We could have skipped rewriting the Makefiles, but to introduce these kinds of changes without properly cleaning up the Makefiles first would have been a daunting and time-consuming task.
Testing
Since we will not change the resulting binary, we don't need to add or change any tests of the product itself.
However, we should make sure we deliver on the promise of not changing the resulting binary. As part of this project, we should create a build comparison tool, which can compare the build result from the old system with the build result from the new system, on all relevant aspects. This is a harder problem than it sounds, since two subsequent builds, even with the same build system, will not be bitwise identical, due to transient and irrelevant factors. To be useful, such a tool needs to ignore such irrelevant aspects, and focus on what should not change.
This tool should be run for a variety of platforms and build types, comparing the old and the new system.

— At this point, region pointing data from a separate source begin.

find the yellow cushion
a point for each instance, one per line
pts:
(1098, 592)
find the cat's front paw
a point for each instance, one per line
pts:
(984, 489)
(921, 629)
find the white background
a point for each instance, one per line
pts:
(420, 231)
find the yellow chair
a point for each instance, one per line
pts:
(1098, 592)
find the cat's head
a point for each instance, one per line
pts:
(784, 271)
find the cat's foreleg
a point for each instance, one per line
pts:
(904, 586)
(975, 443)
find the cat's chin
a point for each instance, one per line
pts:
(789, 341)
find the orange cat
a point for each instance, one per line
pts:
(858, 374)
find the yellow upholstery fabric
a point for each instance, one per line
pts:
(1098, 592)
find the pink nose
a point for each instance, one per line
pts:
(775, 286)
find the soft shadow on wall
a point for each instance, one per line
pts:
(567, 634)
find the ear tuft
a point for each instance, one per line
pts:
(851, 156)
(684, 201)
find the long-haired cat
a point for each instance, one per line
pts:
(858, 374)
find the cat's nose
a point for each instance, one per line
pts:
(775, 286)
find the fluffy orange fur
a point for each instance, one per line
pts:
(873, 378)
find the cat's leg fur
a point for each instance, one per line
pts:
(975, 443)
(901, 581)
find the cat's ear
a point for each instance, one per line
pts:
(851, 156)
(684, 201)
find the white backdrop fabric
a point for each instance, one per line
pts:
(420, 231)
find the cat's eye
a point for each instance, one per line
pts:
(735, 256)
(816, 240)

This tool can also be used to test that incremental builds are identical to full rebuilds.
Discussion: Ideally, the build system should be tested, just as properly as the resulting product. Unfortunately, no such framework for testing the build system exists, and creating a proper testing framework is most likely outside the scope of this effort.

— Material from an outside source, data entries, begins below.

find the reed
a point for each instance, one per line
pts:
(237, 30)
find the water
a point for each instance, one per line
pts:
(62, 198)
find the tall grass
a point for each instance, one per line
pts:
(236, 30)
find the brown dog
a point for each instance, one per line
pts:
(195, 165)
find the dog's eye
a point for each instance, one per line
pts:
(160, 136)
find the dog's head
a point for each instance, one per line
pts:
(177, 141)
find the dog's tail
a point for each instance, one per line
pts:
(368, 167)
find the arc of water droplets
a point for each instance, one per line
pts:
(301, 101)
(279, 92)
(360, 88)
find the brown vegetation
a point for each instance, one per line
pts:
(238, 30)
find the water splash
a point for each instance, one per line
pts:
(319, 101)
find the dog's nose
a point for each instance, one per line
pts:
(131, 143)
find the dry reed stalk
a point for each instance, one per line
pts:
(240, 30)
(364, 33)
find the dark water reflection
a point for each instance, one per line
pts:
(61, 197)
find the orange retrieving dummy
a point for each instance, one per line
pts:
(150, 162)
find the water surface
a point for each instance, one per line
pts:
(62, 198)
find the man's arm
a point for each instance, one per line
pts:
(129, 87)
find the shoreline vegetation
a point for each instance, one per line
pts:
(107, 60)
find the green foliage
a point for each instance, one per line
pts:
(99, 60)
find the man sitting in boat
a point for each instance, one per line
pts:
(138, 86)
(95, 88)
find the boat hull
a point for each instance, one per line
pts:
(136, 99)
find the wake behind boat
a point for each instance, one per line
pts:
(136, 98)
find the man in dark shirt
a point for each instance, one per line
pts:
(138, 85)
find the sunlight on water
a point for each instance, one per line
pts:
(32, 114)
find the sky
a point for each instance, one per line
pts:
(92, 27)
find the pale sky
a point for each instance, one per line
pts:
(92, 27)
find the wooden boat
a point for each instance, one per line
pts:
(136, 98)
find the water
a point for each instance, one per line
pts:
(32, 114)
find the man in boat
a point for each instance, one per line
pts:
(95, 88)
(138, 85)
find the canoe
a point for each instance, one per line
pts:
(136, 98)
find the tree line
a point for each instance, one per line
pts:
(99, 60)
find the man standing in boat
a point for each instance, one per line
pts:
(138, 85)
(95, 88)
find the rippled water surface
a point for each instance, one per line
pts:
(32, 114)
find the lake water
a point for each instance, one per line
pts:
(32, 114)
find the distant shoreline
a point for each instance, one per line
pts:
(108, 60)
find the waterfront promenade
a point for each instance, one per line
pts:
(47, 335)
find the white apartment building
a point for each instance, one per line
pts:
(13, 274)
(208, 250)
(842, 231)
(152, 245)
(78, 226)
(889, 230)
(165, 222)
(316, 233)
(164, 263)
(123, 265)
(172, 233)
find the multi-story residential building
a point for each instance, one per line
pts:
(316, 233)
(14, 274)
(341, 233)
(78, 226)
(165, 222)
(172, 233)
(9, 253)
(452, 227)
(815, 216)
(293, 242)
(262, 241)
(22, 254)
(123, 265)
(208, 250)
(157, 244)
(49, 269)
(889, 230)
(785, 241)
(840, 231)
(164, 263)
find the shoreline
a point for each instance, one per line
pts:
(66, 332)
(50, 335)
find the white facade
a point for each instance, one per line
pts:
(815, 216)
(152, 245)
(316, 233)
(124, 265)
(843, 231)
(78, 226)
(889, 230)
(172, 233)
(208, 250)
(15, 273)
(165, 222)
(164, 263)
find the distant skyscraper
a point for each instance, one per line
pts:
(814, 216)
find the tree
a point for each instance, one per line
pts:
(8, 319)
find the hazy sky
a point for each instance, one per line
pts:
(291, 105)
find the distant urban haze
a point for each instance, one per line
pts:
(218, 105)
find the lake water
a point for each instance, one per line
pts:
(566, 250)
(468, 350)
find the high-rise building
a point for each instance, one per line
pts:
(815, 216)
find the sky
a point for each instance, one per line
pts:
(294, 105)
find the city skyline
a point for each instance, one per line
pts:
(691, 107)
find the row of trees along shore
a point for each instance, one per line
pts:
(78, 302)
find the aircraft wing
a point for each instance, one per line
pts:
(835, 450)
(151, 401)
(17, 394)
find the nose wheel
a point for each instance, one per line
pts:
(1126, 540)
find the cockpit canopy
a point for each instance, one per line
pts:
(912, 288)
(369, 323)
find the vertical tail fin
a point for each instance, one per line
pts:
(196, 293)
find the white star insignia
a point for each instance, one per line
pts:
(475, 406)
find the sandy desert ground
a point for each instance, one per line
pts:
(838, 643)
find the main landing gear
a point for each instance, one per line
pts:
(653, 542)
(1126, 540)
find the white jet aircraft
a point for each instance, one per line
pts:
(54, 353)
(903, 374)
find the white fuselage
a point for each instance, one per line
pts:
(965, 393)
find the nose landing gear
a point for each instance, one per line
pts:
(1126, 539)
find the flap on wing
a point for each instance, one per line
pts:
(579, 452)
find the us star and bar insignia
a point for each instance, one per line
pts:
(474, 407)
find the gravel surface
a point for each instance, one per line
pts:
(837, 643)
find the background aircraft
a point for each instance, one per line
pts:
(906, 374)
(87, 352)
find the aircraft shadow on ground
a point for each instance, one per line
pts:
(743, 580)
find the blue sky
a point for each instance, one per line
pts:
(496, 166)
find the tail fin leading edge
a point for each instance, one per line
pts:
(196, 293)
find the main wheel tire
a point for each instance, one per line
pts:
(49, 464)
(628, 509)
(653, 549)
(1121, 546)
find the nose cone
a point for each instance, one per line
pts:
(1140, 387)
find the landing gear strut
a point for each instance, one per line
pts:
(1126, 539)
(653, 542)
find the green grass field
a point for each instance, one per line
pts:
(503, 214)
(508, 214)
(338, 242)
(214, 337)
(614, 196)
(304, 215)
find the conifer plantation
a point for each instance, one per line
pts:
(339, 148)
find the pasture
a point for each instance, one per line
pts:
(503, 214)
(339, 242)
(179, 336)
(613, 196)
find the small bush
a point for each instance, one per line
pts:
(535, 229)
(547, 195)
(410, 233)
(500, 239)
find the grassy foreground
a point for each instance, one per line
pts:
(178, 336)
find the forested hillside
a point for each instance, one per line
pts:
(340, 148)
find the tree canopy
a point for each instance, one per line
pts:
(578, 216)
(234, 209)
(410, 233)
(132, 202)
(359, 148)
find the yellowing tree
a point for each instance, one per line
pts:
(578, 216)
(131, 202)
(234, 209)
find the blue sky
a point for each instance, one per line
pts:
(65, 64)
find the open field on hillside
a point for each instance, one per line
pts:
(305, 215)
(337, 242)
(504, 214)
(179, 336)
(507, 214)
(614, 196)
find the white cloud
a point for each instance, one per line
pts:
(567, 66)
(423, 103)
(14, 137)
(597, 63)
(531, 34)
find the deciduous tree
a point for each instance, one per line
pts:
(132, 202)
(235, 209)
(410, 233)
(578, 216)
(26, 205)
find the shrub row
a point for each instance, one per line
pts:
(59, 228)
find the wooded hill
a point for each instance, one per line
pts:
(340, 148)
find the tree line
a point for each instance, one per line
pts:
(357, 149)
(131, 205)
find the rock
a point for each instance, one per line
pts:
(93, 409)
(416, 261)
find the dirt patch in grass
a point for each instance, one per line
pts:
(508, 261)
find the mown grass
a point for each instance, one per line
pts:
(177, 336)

Discussion: We should examine the possibilities of adding at least some kind of basic testing of the Makefiles. Testing incremental builds by specially crafted and "evil" dependencies could be one kind of tests to add. Is there an existing javac test suite to add such tests to?
Risks and Assumptions
Removing non-build items
- Risk: By mistake remove support for workflow or process needed by some groups
- Mitigation plan: Communicate with all groups, gather requirements
- Contingency plan: Immediately re-implement support for workflow
Problems on rare platforms
- Risk: In some rare circumstances, the new build system will not work
- Mitigation plan: Test many scenarios (different hardware and software, for different groups) before deploying; make sure we can use both new and old system in parallel if needed
- Contingency plan: Keep old system so both systems can be used in parallel
Resulting product is incorrect
- Risk: Build changes causes incorrect bits to be build
- Mitigation plan: Test resulting build properly
- Contingency plan: Keep old system and use it instead until problem is solved
Dependences
As noted, this JEP depends upon JEP 139: Enhance javac to Improve Build Speed.

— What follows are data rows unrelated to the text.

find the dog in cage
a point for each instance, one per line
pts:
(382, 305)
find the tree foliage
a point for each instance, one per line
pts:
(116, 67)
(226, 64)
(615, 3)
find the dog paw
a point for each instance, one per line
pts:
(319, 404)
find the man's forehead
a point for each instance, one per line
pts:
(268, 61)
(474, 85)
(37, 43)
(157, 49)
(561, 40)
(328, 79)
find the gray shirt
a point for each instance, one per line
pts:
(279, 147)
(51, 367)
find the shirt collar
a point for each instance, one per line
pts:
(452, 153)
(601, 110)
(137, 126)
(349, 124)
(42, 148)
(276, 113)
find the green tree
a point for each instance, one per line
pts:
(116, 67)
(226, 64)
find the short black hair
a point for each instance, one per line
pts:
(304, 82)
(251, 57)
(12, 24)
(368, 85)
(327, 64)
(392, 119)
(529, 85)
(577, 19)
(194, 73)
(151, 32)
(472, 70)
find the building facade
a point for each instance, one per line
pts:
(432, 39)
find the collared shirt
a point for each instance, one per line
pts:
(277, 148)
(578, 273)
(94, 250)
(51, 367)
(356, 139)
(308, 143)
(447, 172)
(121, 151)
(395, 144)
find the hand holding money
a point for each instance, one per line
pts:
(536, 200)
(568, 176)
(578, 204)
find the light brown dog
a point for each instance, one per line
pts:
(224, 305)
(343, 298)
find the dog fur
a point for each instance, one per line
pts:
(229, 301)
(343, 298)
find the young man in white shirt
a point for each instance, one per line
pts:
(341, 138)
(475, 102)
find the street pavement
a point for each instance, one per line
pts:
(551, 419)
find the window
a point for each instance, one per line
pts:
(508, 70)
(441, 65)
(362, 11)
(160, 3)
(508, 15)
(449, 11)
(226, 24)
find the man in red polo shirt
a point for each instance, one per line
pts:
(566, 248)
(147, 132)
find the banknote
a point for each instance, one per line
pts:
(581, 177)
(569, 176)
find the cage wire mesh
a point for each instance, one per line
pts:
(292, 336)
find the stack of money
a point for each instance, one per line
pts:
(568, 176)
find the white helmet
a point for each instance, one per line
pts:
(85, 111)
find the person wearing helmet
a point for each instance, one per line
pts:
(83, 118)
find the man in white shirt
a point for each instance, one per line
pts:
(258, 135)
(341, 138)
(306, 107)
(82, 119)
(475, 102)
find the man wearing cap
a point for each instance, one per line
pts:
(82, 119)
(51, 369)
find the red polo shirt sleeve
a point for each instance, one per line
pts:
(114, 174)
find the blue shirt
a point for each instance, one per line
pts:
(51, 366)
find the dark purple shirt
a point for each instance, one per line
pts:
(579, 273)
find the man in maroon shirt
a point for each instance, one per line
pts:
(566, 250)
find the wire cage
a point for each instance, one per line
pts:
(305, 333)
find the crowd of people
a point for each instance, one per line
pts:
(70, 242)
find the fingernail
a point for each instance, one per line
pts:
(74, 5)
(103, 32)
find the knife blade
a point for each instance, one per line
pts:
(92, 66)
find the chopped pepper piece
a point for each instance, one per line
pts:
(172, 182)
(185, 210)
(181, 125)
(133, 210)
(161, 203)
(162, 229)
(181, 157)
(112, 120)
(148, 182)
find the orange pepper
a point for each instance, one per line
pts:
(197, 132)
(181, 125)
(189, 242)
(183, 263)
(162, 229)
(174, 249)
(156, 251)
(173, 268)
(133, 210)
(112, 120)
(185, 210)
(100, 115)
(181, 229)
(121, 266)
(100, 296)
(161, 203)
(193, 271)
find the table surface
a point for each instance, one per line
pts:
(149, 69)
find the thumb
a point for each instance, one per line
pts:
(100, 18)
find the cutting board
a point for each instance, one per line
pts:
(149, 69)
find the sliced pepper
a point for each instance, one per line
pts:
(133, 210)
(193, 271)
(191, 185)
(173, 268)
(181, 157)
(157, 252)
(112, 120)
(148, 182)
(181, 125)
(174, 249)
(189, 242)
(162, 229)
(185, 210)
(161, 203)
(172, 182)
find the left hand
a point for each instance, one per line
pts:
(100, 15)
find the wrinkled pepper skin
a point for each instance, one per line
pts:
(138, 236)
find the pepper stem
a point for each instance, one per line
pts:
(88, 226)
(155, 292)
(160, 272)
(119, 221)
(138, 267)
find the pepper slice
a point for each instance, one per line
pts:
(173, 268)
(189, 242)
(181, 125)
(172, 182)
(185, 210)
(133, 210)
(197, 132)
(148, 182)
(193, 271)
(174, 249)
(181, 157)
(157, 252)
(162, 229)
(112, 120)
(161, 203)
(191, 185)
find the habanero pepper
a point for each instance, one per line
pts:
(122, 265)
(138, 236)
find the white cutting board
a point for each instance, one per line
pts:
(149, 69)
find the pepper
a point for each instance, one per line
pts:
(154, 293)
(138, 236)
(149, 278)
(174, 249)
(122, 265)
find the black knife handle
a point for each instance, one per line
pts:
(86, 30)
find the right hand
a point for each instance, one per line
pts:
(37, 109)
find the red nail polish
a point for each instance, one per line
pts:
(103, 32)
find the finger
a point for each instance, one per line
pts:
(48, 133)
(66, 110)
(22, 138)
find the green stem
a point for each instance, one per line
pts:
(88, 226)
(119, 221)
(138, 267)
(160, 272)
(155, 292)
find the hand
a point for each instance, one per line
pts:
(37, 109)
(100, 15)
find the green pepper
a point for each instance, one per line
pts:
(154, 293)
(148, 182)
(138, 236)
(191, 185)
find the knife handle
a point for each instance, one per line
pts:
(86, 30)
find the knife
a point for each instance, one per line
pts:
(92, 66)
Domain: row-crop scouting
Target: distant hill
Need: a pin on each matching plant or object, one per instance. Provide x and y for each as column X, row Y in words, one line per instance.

This JEP will make heavy changes to code which is also modified by the BSD/MacOS X port. The build changes are likely arrive in JDK 8 before that project, so we will have to take care of the changes they introduced. However, most changes will be related to Hotspot, which we are not considering in this project.
Future JEPs will build upon this JEP to improve the HotSpot and Javadoc build processes.
Impact
The impact of this change on the actual resulting product is minimal.
-
Compatibility: The way the product is built will be different. Existing personal or group build scripts will not work without modification.
-
Portability: We must make sure that the new build system works properly on all supported platforms. If possible, it should be written so as to minimize porting efforts when porting to new systems.
-
Documentation: Existing documentation (like the build README) needs to be updated.